Although many of his other opinions on health were considered fringe and medieval for the era (he seemed to delight in blood-letting to the point were he may inadvertently have bled several patients to death), his decree that Champagne was to blame for Louis’ declining health succeeded in putting Burgundy firmly into favour at Versailles and thereby the rest of France’s high society. He even went so far as to recommend that Louis bathe his gangrenous leg in Burgundy. He did, it didn't work and the king duly died.

Far from putting the matter to bed, the back and forth carried on for years. Competing medical schools in Reims and Beaune sponsored publications that decried each other’s wines as inferior health-wise, but in the end the Champenois seemingly capitulated.

Rather than fading into obscurity, they reinvented themselves by embracing the so-called “instability” in their wines and created a rapid sensation with their new innovation of intentionally sparkling wine. By the 1730s it was growing in fashion and became the drink of choice for Europe’s royal palaces, though it was not until the 1800s that it became standard practice across Champagne.

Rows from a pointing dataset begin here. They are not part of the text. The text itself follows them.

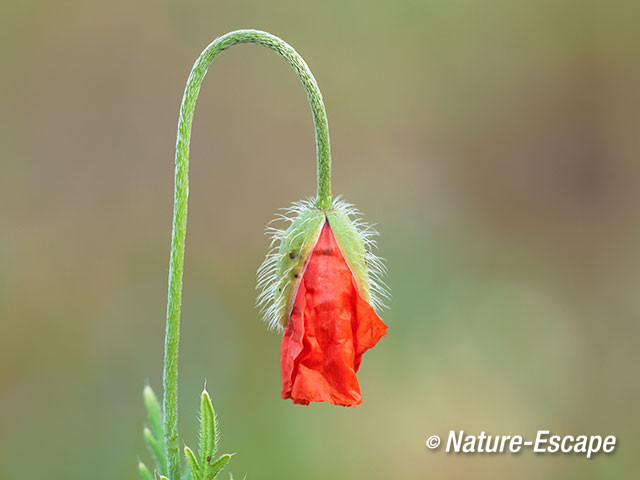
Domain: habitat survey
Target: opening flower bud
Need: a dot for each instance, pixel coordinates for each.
(321, 284)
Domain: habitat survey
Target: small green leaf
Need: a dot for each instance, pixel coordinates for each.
(193, 463)
(218, 465)
(156, 449)
(144, 471)
(186, 475)
(154, 413)
(208, 434)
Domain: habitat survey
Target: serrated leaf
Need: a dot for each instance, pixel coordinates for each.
(217, 466)
(144, 471)
(194, 468)
(157, 450)
(208, 433)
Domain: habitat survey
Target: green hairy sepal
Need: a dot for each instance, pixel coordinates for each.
(280, 274)
(207, 467)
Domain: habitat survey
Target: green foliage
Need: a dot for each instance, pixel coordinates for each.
(154, 433)
(207, 468)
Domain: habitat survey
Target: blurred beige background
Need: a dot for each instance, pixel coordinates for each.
(494, 143)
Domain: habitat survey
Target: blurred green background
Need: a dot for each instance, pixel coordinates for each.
(494, 143)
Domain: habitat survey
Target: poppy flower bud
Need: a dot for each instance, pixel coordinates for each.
(321, 284)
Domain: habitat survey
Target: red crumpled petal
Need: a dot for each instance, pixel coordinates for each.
(331, 327)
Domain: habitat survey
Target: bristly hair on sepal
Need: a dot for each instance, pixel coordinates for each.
(291, 246)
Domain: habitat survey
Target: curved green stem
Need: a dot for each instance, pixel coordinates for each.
(170, 397)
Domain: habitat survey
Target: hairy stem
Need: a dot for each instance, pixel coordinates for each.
(170, 394)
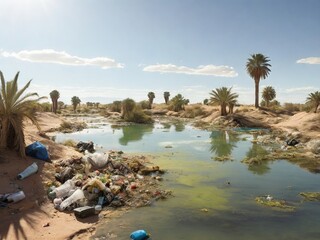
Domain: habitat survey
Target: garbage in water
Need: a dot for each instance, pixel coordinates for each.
(65, 175)
(33, 168)
(97, 160)
(139, 235)
(83, 212)
(37, 150)
(77, 195)
(83, 146)
(123, 181)
(16, 197)
(62, 191)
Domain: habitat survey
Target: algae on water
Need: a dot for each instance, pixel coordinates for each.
(274, 203)
(311, 196)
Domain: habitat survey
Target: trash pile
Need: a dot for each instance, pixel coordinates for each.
(86, 185)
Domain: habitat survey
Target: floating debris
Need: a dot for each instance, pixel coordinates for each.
(274, 203)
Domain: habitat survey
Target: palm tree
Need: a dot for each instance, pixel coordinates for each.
(268, 94)
(231, 105)
(166, 96)
(258, 67)
(75, 102)
(15, 106)
(314, 99)
(54, 98)
(151, 96)
(178, 102)
(223, 97)
(127, 107)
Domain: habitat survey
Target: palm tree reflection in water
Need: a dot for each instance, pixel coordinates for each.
(223, 142)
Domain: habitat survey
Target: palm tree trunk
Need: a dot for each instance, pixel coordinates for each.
(223, 110)
(4, 133)
(256, 81)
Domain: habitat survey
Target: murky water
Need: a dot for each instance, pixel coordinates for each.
(198, 182)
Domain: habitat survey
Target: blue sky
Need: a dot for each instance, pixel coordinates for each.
(113, 49)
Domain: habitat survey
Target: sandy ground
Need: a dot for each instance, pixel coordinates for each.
(35, 217)
(26, 219)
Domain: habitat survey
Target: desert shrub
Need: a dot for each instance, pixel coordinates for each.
(144, 104)
(131, 112)
(72, 127)
(192, 112)
(45, 107)
(138, 116)
(292, 107)
(178, 103)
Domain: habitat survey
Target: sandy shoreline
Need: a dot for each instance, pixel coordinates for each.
(28, 219)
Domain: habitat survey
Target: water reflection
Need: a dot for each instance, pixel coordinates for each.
(132, 134)
(179, 126)
(223, 142)
(258, 152)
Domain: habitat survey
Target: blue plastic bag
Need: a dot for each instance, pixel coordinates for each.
(139, 235)
(37, 150)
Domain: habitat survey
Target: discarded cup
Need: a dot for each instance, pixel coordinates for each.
(139, 235)
(33, 168)
(97, 209)
(63, 190)
(16, 197)
(77, 195)
(83, 212)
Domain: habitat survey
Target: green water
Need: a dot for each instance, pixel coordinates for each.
(198, 182)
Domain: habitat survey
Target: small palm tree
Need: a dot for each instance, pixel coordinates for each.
(268, 94)
(54, 98)
(166, 96)
(223, 97)
(15, 106)
(314, 99)
(178, 102)
(75, 102)
(258, 67)
(151, 96)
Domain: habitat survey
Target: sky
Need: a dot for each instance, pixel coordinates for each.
(107, 50)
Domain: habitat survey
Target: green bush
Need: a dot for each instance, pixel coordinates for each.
(138, 116)
(144, 104)
(131, 112)
(192, 112)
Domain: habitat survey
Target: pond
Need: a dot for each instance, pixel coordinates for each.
(212, 199)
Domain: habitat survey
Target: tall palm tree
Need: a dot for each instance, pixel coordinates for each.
(258, 67)
(75, 102)
(223, 97)
(127, 107)
(166, 96)
(151, 96)
(54, 98)
(15, 106)
(314, 99)
(268, 94)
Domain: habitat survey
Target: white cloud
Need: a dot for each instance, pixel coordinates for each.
(307, 89)
(208, 70)
(64, 58)
(309, 60)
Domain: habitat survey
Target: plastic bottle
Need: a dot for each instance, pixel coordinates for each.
(77, 195)
(63, 190)
(16, 197)
(139, 235)
(33, 168)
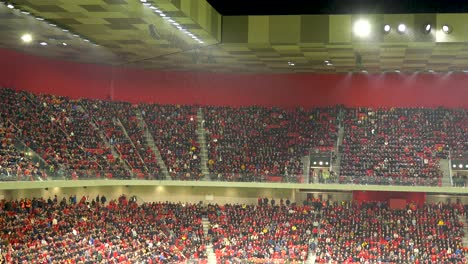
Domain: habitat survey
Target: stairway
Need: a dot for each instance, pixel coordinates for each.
(462, 219)
(311, 258)
(209, 247)
(336, 164)
(150, 142)
(444, 165)
(130, 140)
(202, 144)
(306, 168)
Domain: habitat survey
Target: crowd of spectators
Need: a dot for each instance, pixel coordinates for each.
(265, 231)
(396, 146)
(371, 232)
(255, 143)
(77, 139)
(174, 130)
(95, 231)
(111, 118)
(14, 164)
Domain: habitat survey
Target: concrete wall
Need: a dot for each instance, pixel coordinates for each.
(160, 193)
(196, 194)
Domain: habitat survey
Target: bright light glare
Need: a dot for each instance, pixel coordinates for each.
(387, 28)
(401, 28)
(445, 29)
(26, 38)
(362, 28)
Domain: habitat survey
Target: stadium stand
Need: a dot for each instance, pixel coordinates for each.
(96, 138)
(92, 230)
(174, 130)
(256, 143)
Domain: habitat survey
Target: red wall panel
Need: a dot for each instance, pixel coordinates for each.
(95, 81)
(417, 197)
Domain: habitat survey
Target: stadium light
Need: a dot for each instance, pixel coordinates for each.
(362, 28)
(447, 29)
(427, 28)
(401, 28)
(26, 38)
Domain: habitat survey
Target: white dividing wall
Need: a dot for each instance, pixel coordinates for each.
(160, 193)
(219, 195)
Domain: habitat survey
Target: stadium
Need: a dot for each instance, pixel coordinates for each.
(206, 131)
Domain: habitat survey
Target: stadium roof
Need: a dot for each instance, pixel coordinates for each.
(191, 35)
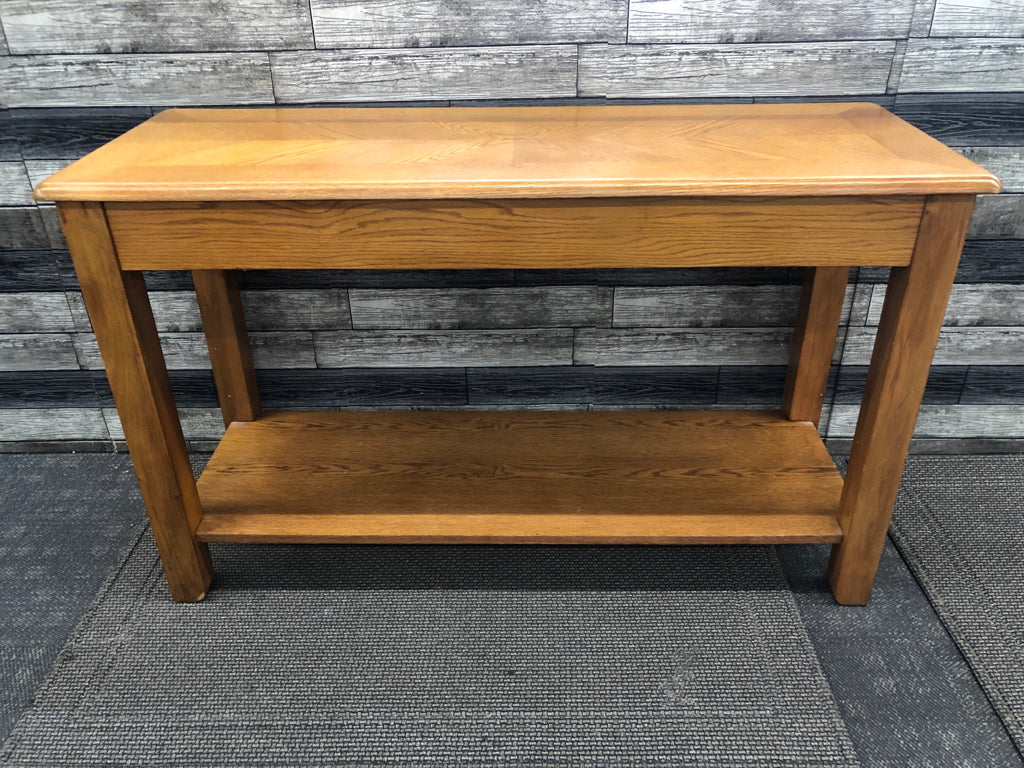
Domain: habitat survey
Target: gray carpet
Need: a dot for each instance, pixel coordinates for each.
(360, 655)
(960, 524)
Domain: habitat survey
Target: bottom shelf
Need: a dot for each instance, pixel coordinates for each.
(523, 477)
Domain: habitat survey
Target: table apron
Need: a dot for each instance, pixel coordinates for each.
(517, 233)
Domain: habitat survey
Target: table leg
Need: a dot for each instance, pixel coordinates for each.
(813, 341)
(908, 331)
(230, 355)
(119, 307)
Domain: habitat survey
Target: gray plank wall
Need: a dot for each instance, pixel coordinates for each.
(75, 74)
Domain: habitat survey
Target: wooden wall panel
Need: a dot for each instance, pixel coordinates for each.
(963, 65)
(779, 70)
(424, 24)
(517, 72)
(766, 20)
(978, 18)
(132, 79)
(158, 26)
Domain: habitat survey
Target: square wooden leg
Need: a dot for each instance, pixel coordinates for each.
(119, 307)
(908, 331)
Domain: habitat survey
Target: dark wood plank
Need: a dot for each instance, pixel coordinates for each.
(227, 342)
(778, 69)
(471, 308)
(813, 342)
(907, 334)
(424, 24)
(516, 72)
(680, 386)
(121, 316)
(765, 20)
(524, 477)
(157, 26)
(967, 120)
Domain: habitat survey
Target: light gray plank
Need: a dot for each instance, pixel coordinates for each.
(707, 306)
(978, 18)
(155, 26)
(184, 351)
(972, 305)
(14, 186)
(115, 80)
(957, 346)
(177, 311)
(1005, 162)
(778, 70)
(487, 307)
(997, 217)
(965, 65)
(37, 352)
(443, 348)
(40, 170)
(922, 20)
(52, 424)
(520, 72)
(665, 346)
(945, 421)
(766, 20)
(22, 229)
(424, 24)
(34, 312)
(197, 423)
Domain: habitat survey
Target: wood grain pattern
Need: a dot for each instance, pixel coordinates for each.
(1005, 162)
(22, 228)
(227, 342)
(536, 152)
(671, 346)
(978, 18)
(424, 74)
(765, 20)
(549, 346)
(158, 26)
(907, 334)
(971, 305)
(415, 24)
(963, 65)
(121, 316)
(14, 186)
(998, 216)
(525, 477)
(37, 352)
(771, 70)
(131, 79)
(813, 342)
(706, 306)
(515, 233)
(956, 346)
(52, 424)
(471, 308)
(34, 312)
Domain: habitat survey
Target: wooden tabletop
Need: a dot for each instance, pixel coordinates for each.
(537, 152)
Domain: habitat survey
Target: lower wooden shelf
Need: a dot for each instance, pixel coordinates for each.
(523, 477)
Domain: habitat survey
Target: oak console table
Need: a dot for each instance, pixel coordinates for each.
(822, 186)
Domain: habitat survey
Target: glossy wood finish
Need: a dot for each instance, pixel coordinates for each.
(119, 308)
(813, 342)
(517, 233)
(498, 153)
(908, 331)
(535, 477)
(230, 354)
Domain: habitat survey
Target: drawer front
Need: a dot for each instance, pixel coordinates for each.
(517, 233)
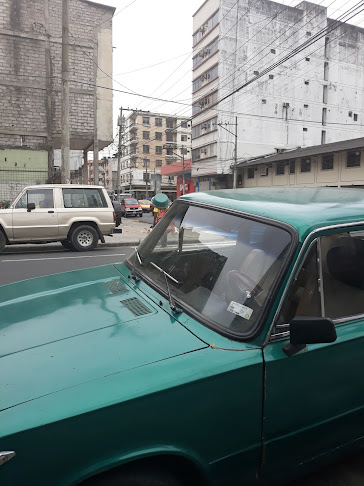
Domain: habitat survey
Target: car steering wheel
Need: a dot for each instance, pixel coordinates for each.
(239, 285)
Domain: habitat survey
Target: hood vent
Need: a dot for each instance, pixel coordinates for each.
(136, 307)
(115, 287)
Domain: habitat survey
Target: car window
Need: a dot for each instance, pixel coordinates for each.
(42, 198)
(221, 266)
(83, 198)
(343, 274)
(304, 296)
(22, 203)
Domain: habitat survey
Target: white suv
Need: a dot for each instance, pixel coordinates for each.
(77, 216)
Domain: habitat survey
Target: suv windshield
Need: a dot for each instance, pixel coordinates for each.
(222, 266)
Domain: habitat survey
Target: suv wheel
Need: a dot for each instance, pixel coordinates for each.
(84, 238)
(2, 241)
(67, 244)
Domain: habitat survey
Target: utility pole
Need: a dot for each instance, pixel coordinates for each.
(96, 134)
(183, 170)
(236, 153)
(65, 143)
(120, 122)
(235, 168)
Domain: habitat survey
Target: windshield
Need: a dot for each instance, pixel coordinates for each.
(222, 266)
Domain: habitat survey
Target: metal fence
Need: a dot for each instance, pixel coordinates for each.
(12, 181)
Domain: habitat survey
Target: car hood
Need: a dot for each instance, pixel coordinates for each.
(62, 330)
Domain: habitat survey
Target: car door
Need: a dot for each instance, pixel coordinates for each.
(314, 399)
(40, 223)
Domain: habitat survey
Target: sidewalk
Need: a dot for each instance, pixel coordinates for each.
(133, 230)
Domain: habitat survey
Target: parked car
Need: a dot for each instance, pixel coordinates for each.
(77, 216)
(227, 349)
(145, 205)
(131, 207)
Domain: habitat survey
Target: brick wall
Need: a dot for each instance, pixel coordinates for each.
(23, 82)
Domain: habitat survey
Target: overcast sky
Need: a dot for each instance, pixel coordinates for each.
(152, 42)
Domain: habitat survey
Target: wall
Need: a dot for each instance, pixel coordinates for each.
(340, 175)
(19, 168)
(30, 73)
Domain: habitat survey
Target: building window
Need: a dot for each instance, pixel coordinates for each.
(305, 165)
(327, 162)
(353, 159)
(280, 168)
(292, 166)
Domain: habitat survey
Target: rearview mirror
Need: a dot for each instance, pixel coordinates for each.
(309, 330)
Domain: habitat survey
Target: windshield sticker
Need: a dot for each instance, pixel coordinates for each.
(240, 310)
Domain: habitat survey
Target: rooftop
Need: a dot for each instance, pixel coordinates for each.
(306, 208)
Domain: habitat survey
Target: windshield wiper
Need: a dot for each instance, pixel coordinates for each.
(172, 304)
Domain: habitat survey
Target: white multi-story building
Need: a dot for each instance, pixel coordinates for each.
(316, 97)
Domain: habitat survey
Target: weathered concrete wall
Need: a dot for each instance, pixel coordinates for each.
(315, 97)
(19, 168)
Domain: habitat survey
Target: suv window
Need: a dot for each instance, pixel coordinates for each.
(83, 198)
(42, 198)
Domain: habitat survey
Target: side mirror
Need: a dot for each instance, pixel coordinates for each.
(309, 330)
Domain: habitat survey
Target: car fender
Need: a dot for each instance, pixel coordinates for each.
(157, 452)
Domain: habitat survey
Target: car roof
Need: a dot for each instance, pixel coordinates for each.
(305, 208)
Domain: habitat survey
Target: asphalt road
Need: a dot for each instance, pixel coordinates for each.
(15, 266)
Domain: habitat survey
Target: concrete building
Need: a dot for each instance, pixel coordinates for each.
(149, 142)
(339, 164)
(314, 98)
(30, 77)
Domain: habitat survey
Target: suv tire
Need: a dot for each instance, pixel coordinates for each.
(84, 238)
(2, 241)
(68, 245)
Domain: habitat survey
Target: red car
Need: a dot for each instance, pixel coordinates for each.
(131, 207)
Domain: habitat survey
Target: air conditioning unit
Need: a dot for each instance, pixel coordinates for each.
(263, 170)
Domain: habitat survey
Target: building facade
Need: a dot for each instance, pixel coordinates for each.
(316, 97)
(31, 74)
(339, 164)
(149, 142)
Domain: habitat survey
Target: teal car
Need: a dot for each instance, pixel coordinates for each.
(227, 349)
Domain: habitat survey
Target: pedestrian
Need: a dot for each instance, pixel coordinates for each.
(161, 204)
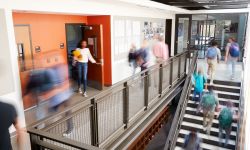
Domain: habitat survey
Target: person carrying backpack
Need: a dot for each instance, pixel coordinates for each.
(192, 141)
(213, 55)
(208, 104)
(226, 118)
(199, 82)
(232, 54)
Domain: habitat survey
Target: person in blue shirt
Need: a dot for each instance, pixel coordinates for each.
(199, 81)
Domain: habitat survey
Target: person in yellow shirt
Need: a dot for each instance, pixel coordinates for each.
(82, 55)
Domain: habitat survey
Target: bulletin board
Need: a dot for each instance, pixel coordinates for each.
(128, 30)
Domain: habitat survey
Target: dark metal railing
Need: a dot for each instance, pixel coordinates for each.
(242, 117)
(180, 111)
(100, 119)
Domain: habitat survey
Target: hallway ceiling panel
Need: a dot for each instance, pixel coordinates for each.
(206, 4)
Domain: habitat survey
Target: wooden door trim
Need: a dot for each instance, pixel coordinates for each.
(177, 16)
(31, 46)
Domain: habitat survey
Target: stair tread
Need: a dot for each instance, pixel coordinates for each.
(204, 136)
(221, 99)
(233, 133)
(202, 145)
(201, 119)
(223, 92)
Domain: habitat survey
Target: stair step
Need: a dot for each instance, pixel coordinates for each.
(199, 120)
(222, 101)
(208, 139)
(204, 146)
(193, 104)
(226, 88)
(227, 95)
(199, 128)
(229, 83)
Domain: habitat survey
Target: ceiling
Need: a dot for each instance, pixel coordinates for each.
(206, 4)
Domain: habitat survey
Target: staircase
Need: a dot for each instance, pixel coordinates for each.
(226, 91)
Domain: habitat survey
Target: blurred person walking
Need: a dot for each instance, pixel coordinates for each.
(213, 56)
(8, 117)
(232, 54)
(132, 58)
(160, 50)
(192, 141)
(199, 82)
(226, 117)
(82, 55)
(209, 104)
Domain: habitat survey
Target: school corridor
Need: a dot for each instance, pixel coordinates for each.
(124, 74)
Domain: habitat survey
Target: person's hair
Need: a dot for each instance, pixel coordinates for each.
(161, 38)
(229, 104)
(210, 88)
(213, 43)
(232, 38)
(79, 45)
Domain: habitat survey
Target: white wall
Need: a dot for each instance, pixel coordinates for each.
(9, 75)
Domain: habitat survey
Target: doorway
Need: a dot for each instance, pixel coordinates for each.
(93, 34)
(25, 58)
(182, 32)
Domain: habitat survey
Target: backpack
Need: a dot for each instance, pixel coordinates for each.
(225, 118)
(211, 53)
(234, 50)
(208, 101)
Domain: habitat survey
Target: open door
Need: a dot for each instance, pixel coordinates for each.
(182, 32)
(94, 36)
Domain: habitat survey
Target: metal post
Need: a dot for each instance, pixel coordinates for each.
(171, 73)
(33, 140)
(179, 67)
(160, 78)
(146, 89)
(126, 104)
(94, 123)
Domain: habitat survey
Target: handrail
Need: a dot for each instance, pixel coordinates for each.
(139, 74)
(90, 110)
(241, 122)
(179, 113)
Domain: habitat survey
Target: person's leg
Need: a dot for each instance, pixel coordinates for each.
(228, 132)
(210, 121)
(220, 134)
(79, 65)
(234, 60)
(85, 74)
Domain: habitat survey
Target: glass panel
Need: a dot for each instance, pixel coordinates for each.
(136, 96)
(182, 40)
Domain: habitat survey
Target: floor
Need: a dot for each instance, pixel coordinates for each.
(34, 114)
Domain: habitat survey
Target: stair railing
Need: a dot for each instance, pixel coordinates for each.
(180, 111)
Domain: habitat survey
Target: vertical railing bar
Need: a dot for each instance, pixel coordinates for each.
(171, 73)
(126, 104)
(146, 89)
(179, 67)
(160, 79)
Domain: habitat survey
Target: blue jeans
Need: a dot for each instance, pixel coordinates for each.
(199, 96)
(82, 75)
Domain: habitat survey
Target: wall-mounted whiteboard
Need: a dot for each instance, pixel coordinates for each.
(133, 30)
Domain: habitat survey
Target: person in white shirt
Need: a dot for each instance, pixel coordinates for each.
(82, 64)
(213, 56)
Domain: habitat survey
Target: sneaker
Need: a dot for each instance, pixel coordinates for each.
(85, 94)
(80, 90)
(67, 133)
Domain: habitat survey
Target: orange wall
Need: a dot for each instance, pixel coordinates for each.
(47, 30)
(105, 21)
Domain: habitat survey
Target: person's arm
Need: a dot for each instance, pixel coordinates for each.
(19, 134)
(227, 51)
(219, 55)
(90, 57)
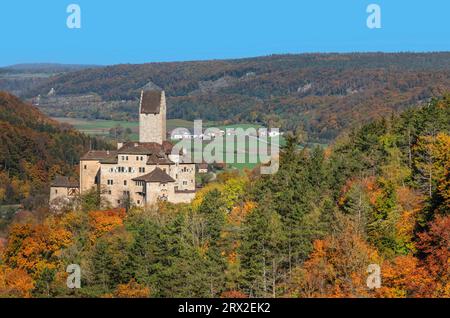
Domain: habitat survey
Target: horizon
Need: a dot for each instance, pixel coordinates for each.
(153, 32)
(221, 59)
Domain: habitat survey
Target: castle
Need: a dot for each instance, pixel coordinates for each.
(139, 172)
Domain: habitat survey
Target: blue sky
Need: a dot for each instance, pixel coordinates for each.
(137, 31)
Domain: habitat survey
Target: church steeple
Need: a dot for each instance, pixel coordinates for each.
(152, 116)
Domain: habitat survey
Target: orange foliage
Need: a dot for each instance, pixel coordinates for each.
(238, 213)
(404, 277)
(15, 283)
(435, 245)
(35, 247)
(336, 267)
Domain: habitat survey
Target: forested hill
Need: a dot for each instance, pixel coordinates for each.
(322, 93)
(379, 195)
(33, 149)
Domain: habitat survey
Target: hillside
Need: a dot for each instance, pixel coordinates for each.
(321, 93)
(33, 149)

As a side note, this innovation is often attributed to the legendary monastic cellar-master Dom Pierre Perignon, but it was well known that he and Louis XIV detested bubbles in their wines.

As the deliberate introduction of bubbles via secondary fermentation increasingly came to dominate Champagne and the still red wines were phased out, the fire went out of Champagne and Burgundy’s rivalry. They may have the same grape varieties and the region may still produce a token amount of still red Coteaux Champenois, but the competitive edge has been blunted.

Such a rivalry may have been spirited at one time but in the words of a writer of the times, “happy is the nation that never knows any other kind of war.”